- SoftBank, Tether, and Bitfinex will seed 21 Capital with $3 billion in Bitcoin, preparing it for a SPAC-based public listing.
- SoftBank’s $900 million Bitcoin purchase marks CEO Masayoshi Son’s largest cryptocurrency investment to date.
- The venture may influence institutional Bitcoin adoption by merging finance, crypto, and infrastructure investment strategies.
SoftBank has joined forces with Tether, Bitfinex, and Cantor Fitzgerald to launch a new joint venture named 21 Capital. The initiative is being seeded with $3 billion worth of Bitcoin and is expected to go public through a special purpose acquisition company (SPAC), according to reports.
SoftBank plans to invest $900 million to acquire Bitcoin at a set price of $85,000. Tether will contribute the largest share, adding $1.5 billion, followed by Bitfinex with a $600 million commitment.

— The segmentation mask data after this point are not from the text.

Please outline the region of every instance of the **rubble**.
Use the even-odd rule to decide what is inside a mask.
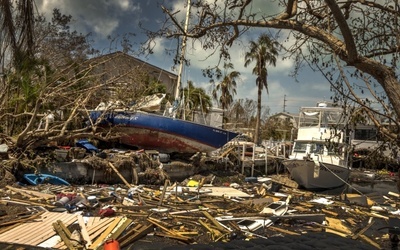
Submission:
[[[392,191],[324,195],[297,189],[283,176],[194,175],[163,185],[120,178],[123,184],[4,186],[0,242],[101,249],[111,241],[123,248],[149,240],[193,245],[325,232],[382,249],[395,244],[400,225],[400,195]]]

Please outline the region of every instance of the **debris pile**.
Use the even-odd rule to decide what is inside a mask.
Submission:
[[[218,178],[198,175],[163,185],[7,185],[0,193],[0,242],[101,249],[328,232],[380,249],[397,235],[387,229],[400,225],[397,193],[327,196],[289,187],[281,176],[240,183]]]

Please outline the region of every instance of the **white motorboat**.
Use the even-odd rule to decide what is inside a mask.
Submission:
[[[302,108],[297,140],[283,165],[300,187],[308,190],[343,186],[351,169],[345,130],[346,117],[340,107],[319,104]]]

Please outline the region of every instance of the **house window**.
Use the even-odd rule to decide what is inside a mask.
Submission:
[[[375,129],[356,129],[354,132],[354,139],[356,140],[376,140]]]

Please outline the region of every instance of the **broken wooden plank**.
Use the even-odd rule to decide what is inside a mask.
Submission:
[[[392,192],[392,191],[389,191],[389,192],[388,192],[388,195],[391,195],[391,196],[394,196],[394,197],[400,198],[400,194],[398,194],[398,193],[395,193],[395,192]]]
[[[375,221],[373,219],[374,219],[374,217],[371,217],[370,218],[370,223],[368,223],[367,226],[365,226],[363,229],[361,229],[358,233],[353,235],[353,237],[351,237],[351,238],[353,240],[356,240],[358,237],[360,237],[362,234],[364,234],[375,223]]]
[[[129,182],[127,182],[126,180],[125,180],[125,178],[121,175],[121,173],[118,171],[118,169],[111,163],[111,162],[108,162],[108,165],[114,170],[114,172],[119,176],[119,178],[125,183],[125,185],[127,185],[128,186],[128,188],[131,188],[132,186],[131,186],[131,184],[129,184]]]
[[[289,235],[301,235],[300,233],[296,233],[296,232],[289,231],[289,230],[286,230],[286,229],[283,229],[283,228],[279,228],[279,227],[275,227],[275,226],[269,226],[268,229],[270,229],[272,231],[284,233],[284,234],[289,234]]]
[[[68,247],[68,249],[70,249],[70,250],[76,249],[74,247],[74,245],[72,244],[72,242],[70,241],[69,237],[66,235],[66,233],[63,231],[63,229],[60,227],[58,222],[53,223],[53,228],[57,232],[57,234],[61,237],[62,241]]]
[[[4,223],[0,224],[0,227],[9,226],[9,225],[17,224],[17,223],[22,223],[22,222],[27,222],[27,221],[36,219],[37,217],[39,217],[43,213],[44,213],[44,211],[41,211],[41,212],[38,212],[38,213],[36,213],[34,215],[30,215],[28,218],[23,218],[23,219],[17,219],[17,220],[13,220],[13,221],[4,222]]]
[[[180,235],[176,235],[176,234],[169,234],[169,233],[162,233],[162,232],[154,232],[155,236],[160,236],[160,237],[165,237],[165,238],[170,238],[170,239],[175,239],[175,240],[179,240],[182,242],[185,242],[187,244],[190,244],[191,242],[193,242],[193,240],[191,238],[188,238],[186,236],[180,236]]]
[[[367,236],[365,236],[365,235],[363,235],[363,234],[360,235],[360,238],[361,238],[364,242],[370,244],[371,246],[374,246],[376,249],[383,249],[378,243],[376,243],[375,241],[371,240],[370,238],[368,238]]]
[[[328,222],[328,225],[326,226],[327,228],[347,235],[352,234],[352,231],[345,226],[341,220],[332,217],[326,217],[326,221]]]
[[[329,215],[335,216],[335,217],[337,217],[339,215],[338,213],[333,212],[333,211],[329,211],[329,210],[327,210],[325,208],[321,209],[321,211],[324,212],[324,213],[327,213]]]
[[[114,221],[107,227],[107,229],[96,239],[96,241],[89,246],[89,249],[97,249],[104,241],[106,241],[111,231],[114,230],[121,219],[122,218],[116,217]]]
[[[59,227],[65,232],[65,235],[67,235],[68,238],[71,238],[72,233],[71,233],[71,231],[69,231],[69,229],[65,226],[65,224],[64,224],[62,221],[60,221],[60,220],[57,221],[57,224],[58,224]]]
[[[287,187],[291,187],[291,188],[299,187],[299,184],[297,182],[289,179],[289,177],[287,177],[285,175],[270,175],[268,177],[270,177],[272,179],[272,181],[282,184]]]
[[[203,211],[204,216],[212,222],[212,224],[221,232],[224,233],[229,233],[229,230],[224,228],[211,214],[209,214],[207,211]]]
[[[7,189],[20,193],[20,194],[27,194],[29,196],[36,196],[36,197],[41,197],[43,199],[54,199],[55,195],[54,194],[45,194],[45,193],[41,193],[38,191],[33,191],[33,190],[28,190],[28,189],[23,189],[23,188],[15,188],[15,187],[11,187],[11,186],[6,186]]]
[[[165,196],[165,192],[167,191],[168,184],[169,184],[169,180],[167,179],[164,182],[164,188],[163,188],[162,193],[161,193],[160,202],[158,203],[159,206],[161,206],[163,201],[164,201],[164,196]]]
[[[29,201],[29,200],[20,200],[20,199],[11,199],[10,202],[20,202],[20,203],[24,203],[27,205],[33,205],[33,206],[42,206],[42,207],[46,207],[46,208],[55,208],[56,206],[54,205],[50,205],[50,204],[46,204],[46,203],[40,203],[40,202],[33,202],[33,201]]]
[[[209,225],[207,225],[207,223],[205,223],[201,219],[199,219],[199,222],[203,227],[205,227],[207,229],[207,231],[209,231],[211,233],[213,241],[215,241],[216,238],[220,238],[221,236],[223,236],[222,232],[220,232],[218,229],[214,229],[214,228],[210,227]]]
[[[117,239],[131,223],[131,219],[127,217],[122,218],[120,223],[118,223],[115,229],[110,233],[109,239]]]
[[[89,248],[89,246],[92,245],[92,240],[89,237],[89,233],[87,231],[85,222],[83,221],[82,215],[78,215],[77,218],[78,218],[79,227],[81,229],[82,238],[85,240],[85,247]]]
[[[137,227],[129,230],[126,232],[122,237],[118,238],[120,247],[125,247],[142,237],[146,236],[147,234],[154,232],[153,224],[149,225],[138,225]]]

The move positions 21 Capital as a major player in digital asset infrastructure with a significant capital base from its backers.

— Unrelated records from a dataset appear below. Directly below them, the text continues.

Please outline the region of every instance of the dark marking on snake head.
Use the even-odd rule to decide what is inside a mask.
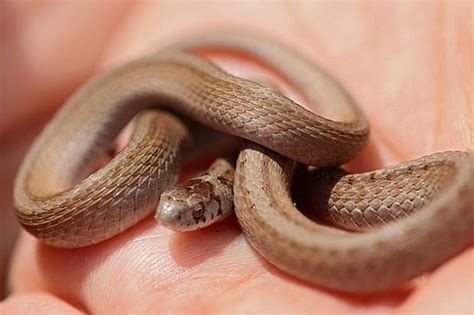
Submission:
[[[193,193],[201,196],[210,197],[214,193],[214,187],[208,181],[203,179],[190,179],[186,182],[187,187],[190,187]]]
[[[234,185],[231,174],[218,176],[217,179],[225,186],[232,187]]]
[[[200,221],[201,221],[202,223],[206,223],[206,216],[205,216],[205,215],[202,215],[202,216],[200,216],[200,217],[198,217],[198,218],[194,218],[194,222],[195,222],[196,224],[199,224]]]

Masayoshi Son’s Strategic Return to Bitcoin
SoftBank CEO Masayoshi Son, who previously invested $200 million in Bitcoin during the 2017 bull market, appears ready to reenter the space in a much larger way. That earlier investment reportedly resulted in a loss exceeding $130 million. This new venture signals a more strategic and institutional approach, with broader partnerships and public market ambitions.
This announcement appears during a time where institutions intensify their review of cryptocurrency approaches while opening doors for institutional Bitcoin adoption as either a strategic or treasury asset. The collaboration with Cantor Fitzgerald suggests a focus on institutional-grade financial structures and broader capital market access.
Earlier this year, SoftBank invested $50 million in Cipher Mining, acquiring a 3 percent stake through 10.4 million shares. That investment also included exclusive negotiations related to high-performance computing data centers. The 21 Capital venture could complement those interests, aligning with the broader strategy of integrating Bitcoin, energy, and AI-driven infrastructure.
VanEck’s head of digital assets research, Matthew Sigel, described this move as Son’s most ambitious bet on Bitcoin to date. Analysts suggest that the venture may create a feedback loop between Bitcoin investments, energy infrastructure, and AI innovation—further validating digital assets as a serious long-term play for large technology investors.